The coercion of the economic system which Marx highlighted, does not reside only in its acting as a constraint upon individual projects and actions. On the contrary, capitalism is driven by immanent tendencies within whose web the individual is caught. Freedom of the individual therefore, far being realised under capitalism, requires for its realisation the transcendence of capitalism by socialism which is free of any immanent tendencies. The existence of these immanent tendencies under capitalism also explains why a necessary condition for all emancipation, whether from caste or gender or ethnic or other oppressions, is the transcendence of this system. Socialism is a necessary condition for ending all oppression.
Marx’s analysis of capitalism in Capital looks at the capitalist system in isolation; its interactions with the pre-capitalist modes of production surrounding it, are not discussed, despite their obvious importance. This is curious since at the very time that Marx was working on Capital he was also reading extensively on British colonial impact on India on which he wrote a series of articles for the New York Daily Tribune. His not integrating imperialism into his analysis of capitalism was perhaps because he was pre-occupied at the time with a Proletarian Revolution in Western Europe which he thought was imminent. But in later life he turned his attention to other regions, as the prospects of a West European Revolution receded. And just two years before his death he wrote a letter to N.F. Danielson the Narodnik economist where he talked about the massive “drain” of surplus from India to Britain.
Marx’s analysis of capitalism in short must be seen as the starting point, not the end, of such analysis.

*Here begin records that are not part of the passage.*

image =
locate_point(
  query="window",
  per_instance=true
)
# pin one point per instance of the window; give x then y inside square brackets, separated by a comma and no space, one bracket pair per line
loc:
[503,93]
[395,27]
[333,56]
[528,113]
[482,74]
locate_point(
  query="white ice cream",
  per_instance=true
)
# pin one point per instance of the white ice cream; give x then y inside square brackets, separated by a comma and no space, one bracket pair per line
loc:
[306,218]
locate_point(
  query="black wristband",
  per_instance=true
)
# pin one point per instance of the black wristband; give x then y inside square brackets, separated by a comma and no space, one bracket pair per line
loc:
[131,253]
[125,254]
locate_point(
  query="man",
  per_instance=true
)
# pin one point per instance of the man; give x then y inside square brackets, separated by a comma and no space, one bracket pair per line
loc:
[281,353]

The task of developing Marxism both by incorporating imperialism into the analysis, in Marx’s own context, and by examining subsequent developments, falls on later Marxist authors, which is precisely what Lenin had done. And when such filling in is done, several of Marx’s basic insights into capitalism are vindicated even more strongly.

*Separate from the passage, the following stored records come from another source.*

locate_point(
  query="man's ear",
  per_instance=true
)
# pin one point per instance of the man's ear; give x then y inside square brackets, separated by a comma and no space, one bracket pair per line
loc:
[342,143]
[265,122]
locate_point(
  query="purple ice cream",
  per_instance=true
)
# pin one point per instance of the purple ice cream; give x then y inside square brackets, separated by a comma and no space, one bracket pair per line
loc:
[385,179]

For instance when the persistent encroachment by capitalism into the surrounding petty production economy is considered, which squeezes or displaces such producers without absorbing them into capitalism’s active army of labour, Marx’s insight that the system produces wealth at one pole and poverty at another gets immensely strengthened. In fact those who argue against Marx’s prognosis by saying that such polarisation has not occurred in lands where capitalism had first triumphed, ignore typically this dialectical relation between capitalism and its surrounding world. Marx’s insights are actually strengthened by “going beyond” what Marx had originally written.
The same is true of Marx’s revolutionary project. When capitalism is seen in its totality, incorporating imperialism, the prospects and possibilities of revolution become immensely greater; for we then talk no longer only of a proletarian revolution in developed capitalist countries but also of a democratic revolution based on a worker-peasant alliance even in countries where capitalism is less developed, with even the latter revolution proceeding in stages towards socialism. The prospects of a worker-peasant alliance which Lenin had conceptualised as arising from capitalism’s incapacity to carry forward the anti-feudal revolution in countries where it arrived late, become additionally strengthened when we cognise capitalism’s encroachment upon the economy of the petty producers, which pushes the latter into destitution and suicides even in the current highly “modern” era of globalisation.